Меня кромсали здесь безбожно и бессовестно! При том, что я выдал в эфир 900 с гаком (!) репортажей, я не могу – и это кошмарно – сказать, что хотя бы один прошел в первозданном виде. Все – с купюрами. Как водится, резали самые узловые моменты. Каждую программу перед выходом в эфир обязательно принимала военная комиссия, включавшая кучу специалистов: от знатоков уставов и формы одежды до цензоров и политработников.
– А что за история вышла с участием Шеварднадзе, наезжавшего в Афган как член Политбюро?
– Вы, я смотрю, неплохо информированы!
…Этот эпизод был и есть наглядной иллюстрацией аксиомы, что война – это суть пропагандистская акция. Шеварднадзе прилетел, тут же начали муссировать дурацкую и насквозь показушную идею, что вот мы сейчас засыплем страну безвозмездной мукой, сахаром, еще чем – и баста, все сложности будут сняты. Афганцы, мол, вмиг нас полюбят. Не бред ли?!
На встрече в посольстве я так и сказал: бред. Это же глупость – ваша помощь. Грузы разворовываются, продаются и перепродаются, транзитом через Пакистан оказываются в Индии. Помню, я еще добавил, что в лучшем случае ваш этот сахар попадет к простым людям в кульках в примечательной надписью “Помощь от США”. Потому что у нас кульков нет!
Разумеется, посол не выдержал: вы дезинформируете члена Политбюро, вводите в заблуждение…
– Вы пытались отстаивать свою позицию?
– А как? Ну как? С этим стадом полемизировать?!
– Есть, например, суд.
– Я вас умоляю!

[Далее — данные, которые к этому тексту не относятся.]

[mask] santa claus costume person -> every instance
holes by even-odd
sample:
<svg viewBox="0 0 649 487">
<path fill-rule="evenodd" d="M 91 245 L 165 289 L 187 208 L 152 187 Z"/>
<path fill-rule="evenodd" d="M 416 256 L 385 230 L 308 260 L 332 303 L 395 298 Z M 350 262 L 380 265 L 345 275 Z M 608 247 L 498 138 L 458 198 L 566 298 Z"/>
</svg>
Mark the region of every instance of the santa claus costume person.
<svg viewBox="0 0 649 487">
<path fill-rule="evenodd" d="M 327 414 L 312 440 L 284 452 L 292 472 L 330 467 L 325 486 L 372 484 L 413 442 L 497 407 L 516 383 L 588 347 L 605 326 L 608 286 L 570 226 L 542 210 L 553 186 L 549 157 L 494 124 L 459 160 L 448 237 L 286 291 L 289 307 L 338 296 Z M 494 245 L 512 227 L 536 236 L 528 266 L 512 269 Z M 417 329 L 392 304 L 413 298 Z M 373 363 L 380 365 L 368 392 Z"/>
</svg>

Это невозможно по нескольким причинам. Первая – нежелание опускаться до пигмейского уровня. А во-вторых… С этими… не справиться. Пока.
– Значит, за “афганского соловья” сатисфакции вы не потребовали…
– Первое время я был в шоке, прострации. Это был удар ниже пояса. Или – обухом по голове. Но ничего, жив-здоров.
– А по приезде сюда вы продолжили работать на телевидении? Или – остракизм?
– Я два года – два года! – сидел “бесхозный”, никому не нужный. Телефоны молчали.
Но дело вовсе не в Лещинском, несправедливо говорить только обо мне. Это огромная и чудовищная проблема. Конечно, также связанная с предательством.
Все, кто там был, сейчас – изгои, отверженные, не у дел, доведенные до отчаяния своим неустройством. Мы тянемся друг к другу, только в этом и находя прибежище. Это такая опустошенность – невероятная!
– Поэтому вы и говорите…
– Что творящееся сейчас восходит корнями к Афгану. Возьмите Таджикистан. Чем он отличается от Афганистана? Да ничем! Или чем отличается от Афгана то, что по приказу криминальных политиков было содеяно в Ингушетии? Чем, я вас спрашиваю? Только тем, что в Афгане наша армия никогда не позволяла себе такого масштабного насилия над мирным населением.
– Значит, “немасштабное” насилие армия все-таки себе позволяла?
– Не надо цепляться к словам! Я расскажу один случай. Характерный. Когда я испытал первый шок. И вы, надеюсь, хоть что-то поймете.
Это была одна из первых поездок на фронт. Мы сидели кучно на бэтээре, с солдатами. Вдруг один, совсем мальчик, упал на обочину. Я поначалу по наивности полагал, что парень просто сорвался с борта. И только потом увидел кровь. Из груди. Снайперская работа.
Если бы в этот момент я увидел афганца – любого – я бы выстрелил! Не задумываясь. Я все понял в ту минуту.
– Что вы поняли?
– Во-первых, на войне как на войне. Во-вторых, я понял, почему ни разу – ни разу! – ни один из наших солдат не сказал: нам надо уходить, нам здесь нечего делать.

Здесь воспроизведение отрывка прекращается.